Tuesday, April 11, 2006

The First Annual Banter Awards

At least that’s what I’ve decided to call this since I haven’t been able to think of a better title. I’m assuming that by now, anyone who’s wanted to respond to the e-mail I sent out has already done so, so I’ll post some of the most interesting responses I’ve gotten, all of which will remain anonymous.

First up is my personal favorite. In my arrogance of sending this message to everyone in my e-mail list, I sent it to a number of Yahoo groups that have nothing to do with Politics. In doing so, I’d broken an obvious rule: Don’t get off topic in a Yahoo group or message board…Ever. Needless to say, the message got rejected properly by a number of them, but the only message someone actually took the time to type back to me instead of letting the machine do it was from the webmaster of the Yahoo Kimba Group.

For those of you unfamiliar with Kimba, it was a classic anime series from the 1960’s of a white lion who ruled Africa. And yeah, obviously, Disney borrowed a buttload of elements from this series for “The Lion King,” but I still think both are great. Kimba had a message to it that said to me that we should work towards togetherness, peacefulness, and if any factions actually threaten to destroy you and your kingdom, it’s OK to kick some ass:

“My friend taught me that it’s OK to fight against injustice.” Kimba, Episode 2

In my own way, I still consider this one of the many reasons as to why we went to war in Iraq and why I still justify our doing so.

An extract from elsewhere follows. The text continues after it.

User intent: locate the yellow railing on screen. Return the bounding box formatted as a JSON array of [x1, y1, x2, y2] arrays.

But I just broke the rules and sent them a political e-mail. So I thought, “Oh well. The show’s got a pretty conservative theme to it. Maybe the webmaster will understand, right?” Wrong! This is the e-mail I got back from the webmaster:

“This kind of bullshit is expressly forbidden on this group, and you were notified as such when you joined. Try it one more time and you will be banned.”

Ooof, that was harsh. So I sent him back an e-mail:

“My apologies. I didn’t mean to notify groups of this. This was an accident.”
Hist response: “My apologies for the brusque e-mail I sent. It’s beena really bad week for me.”

Problem solved.

Next up is a brief e-mail I got from some guy I haven’t e-mailed in over a year and I don’t even recognize the name, so I’m guessing I e-mailed this guy once before for something and never e-mailed him again until now. His is short and sweet:

“What the crap?”

And the last e-mail was from a former partner of mine who, last I checked, said he was apolitical. Therefore, his response is just as inconclusive as ever:

“WHOA DUDE!”

The other responses I got were fine. I sent the e-mail to some of my teachers at College of Marin thinking I could get some good quality arguments that way (Or at least a few more lashings from my film class teacher to boast about) but no such luck. Anyhow, anyone reading this blog is free to post their comments on this blog and let me know which one was your favorite so I can post a winner.